O desembargador Pedro Felipe de Oliveira Santos, do Tribunal Regional Federal da 6ª Região (TRF6), assinou a decisão argumentando que manter os acusados presos seria um “tratamento mais severo sem fundamento objetivo”, violando princípios como isonomia, proporcionalidade e coerência.

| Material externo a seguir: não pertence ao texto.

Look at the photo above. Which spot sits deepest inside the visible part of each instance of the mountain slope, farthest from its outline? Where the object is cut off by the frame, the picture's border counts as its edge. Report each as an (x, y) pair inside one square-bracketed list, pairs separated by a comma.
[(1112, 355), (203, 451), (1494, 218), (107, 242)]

* Os investigados deverão usar tornozeleira eletrônica
* Cumprimento de recolhimento domiciliar noturno
* Proibição de deixar o país
* Em caso de descumprimento, podem retornar à prisão preventiva
* Rodrigo de Melo Teixeira, ex-diretor da PF
* João Alberto Paixão Lages, ex-deputado estadual mineiro
* Helder Adriano de Freitas e Alan Cavalcante do Nascimento, apontados como articuladores do esquema
A Operação Rejeito revelou um esquema sofisticado de exploração ilegal de minério de ferro em áreas de valor histórico e ambiental em Minas Gerais, incluindo a Serra do Curral. O grupo utilizava empresas de fachada registradas em nome de “laranjas” e solicitava autorização para serviços de terraplanagem como fachada para atividades de mineração sem licenciamento ambiental.
* Articulação: Aproximação entre empresários e órgãos públicos
* Jurídico: Elaboração de contratos e pareceres
* Financeiro: Controle de planilhas e pagamento de propinas
* Gerencial e ambiental: Contato com órgãos ambientais
* Servidores públicos: Aceleração de processos em troca de vantagens
Entre os principais investigados estão Alan Cavalcante do Nascimento, empresário apontado como líder do grupo, Caio Mario Seabra, diretor da Agência Nacional de Mineração, e Breno Esteves Lasmar, diretor-geral do Instituto Estadual de Florestas.
A decisão do ministro Dias Toffoli considerou que as medidas cautelares são suficientes para garantir a aplicação da lei penal e a preservação da ordem pública e econômica, mantendo válidas as decisões anteriores da Justiça Federal em MG e os indícios contra os acusados durante as investigações.